Bradley K. Storin graduated from the Department of Religious Studies at IU in 2012 and, in 2014, took a position at Louisiana State University, where he is assistant professor of the History of Christianity and director of Religious Studies. At LSU, he teaches courses on subjects such as the New Testament, early Christianity, religious violence, and monasticism. His research focuses on Christianity in late antiquity, with particular attention to the ways that Christian authors in the 4th and 5th centuries constructed religious and personal identities within contemporary literary modes and genres.
He has published several articles in domestic and international journals, along with three books – Self-Portrait in Three Colors: The Epistolary Autobiography of Gregory of Nazianzus (University of California Press, 2019); Gregory of Nazianzus’s Letter Collection (University of California Press, 2019); and, with co-editors Edward J. Watts and Cristiana Sogno, Late Antique Letter Collections: A Critical Introduction and Reference Guide (University of California Press, 2017).

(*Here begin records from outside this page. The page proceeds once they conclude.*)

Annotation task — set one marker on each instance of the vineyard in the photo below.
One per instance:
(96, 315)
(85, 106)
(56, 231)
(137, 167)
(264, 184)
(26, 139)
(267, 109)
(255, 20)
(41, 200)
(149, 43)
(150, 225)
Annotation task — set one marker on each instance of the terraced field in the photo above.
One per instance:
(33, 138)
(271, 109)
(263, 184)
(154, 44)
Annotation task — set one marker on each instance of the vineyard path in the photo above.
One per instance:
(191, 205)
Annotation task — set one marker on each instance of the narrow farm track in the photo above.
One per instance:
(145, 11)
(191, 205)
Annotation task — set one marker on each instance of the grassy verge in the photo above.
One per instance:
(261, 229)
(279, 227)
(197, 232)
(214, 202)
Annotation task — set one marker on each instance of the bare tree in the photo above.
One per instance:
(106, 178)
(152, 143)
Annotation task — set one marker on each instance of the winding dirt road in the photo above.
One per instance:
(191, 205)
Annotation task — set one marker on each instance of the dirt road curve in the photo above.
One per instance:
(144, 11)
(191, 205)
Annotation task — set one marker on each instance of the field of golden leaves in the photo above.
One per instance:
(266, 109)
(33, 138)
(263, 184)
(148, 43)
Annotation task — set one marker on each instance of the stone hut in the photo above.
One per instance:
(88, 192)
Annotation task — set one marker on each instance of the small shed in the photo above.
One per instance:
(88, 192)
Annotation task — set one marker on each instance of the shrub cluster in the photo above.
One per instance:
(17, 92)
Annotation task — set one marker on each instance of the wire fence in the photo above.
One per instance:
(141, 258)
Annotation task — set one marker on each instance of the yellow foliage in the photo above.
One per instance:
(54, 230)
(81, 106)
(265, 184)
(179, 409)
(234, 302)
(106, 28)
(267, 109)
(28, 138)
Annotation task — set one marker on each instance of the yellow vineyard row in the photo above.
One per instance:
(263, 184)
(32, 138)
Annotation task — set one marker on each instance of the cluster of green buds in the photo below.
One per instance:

Additionally, he is a series editor and primary translator for the Cambridge Edition of Early Christian Writings, which has published two volumes featuring a thematic assortment of Christian texts from late antiquity – The Cambridge Edition of Early Christian Writings, Volume 1: God and The Cambridge Edition of Early Christian Writings, Volume 2: Practice (Cambridge University Press, 2017).
“IU’s Department of Religious Studies is outstanding and I consider myself fortunate to have learned the academic trade there: the warm community of scholars there not only guided my pedagogical development, but also laid the interdisciplinary foundation of history, philology, and religion on which my future research program would be constructed.”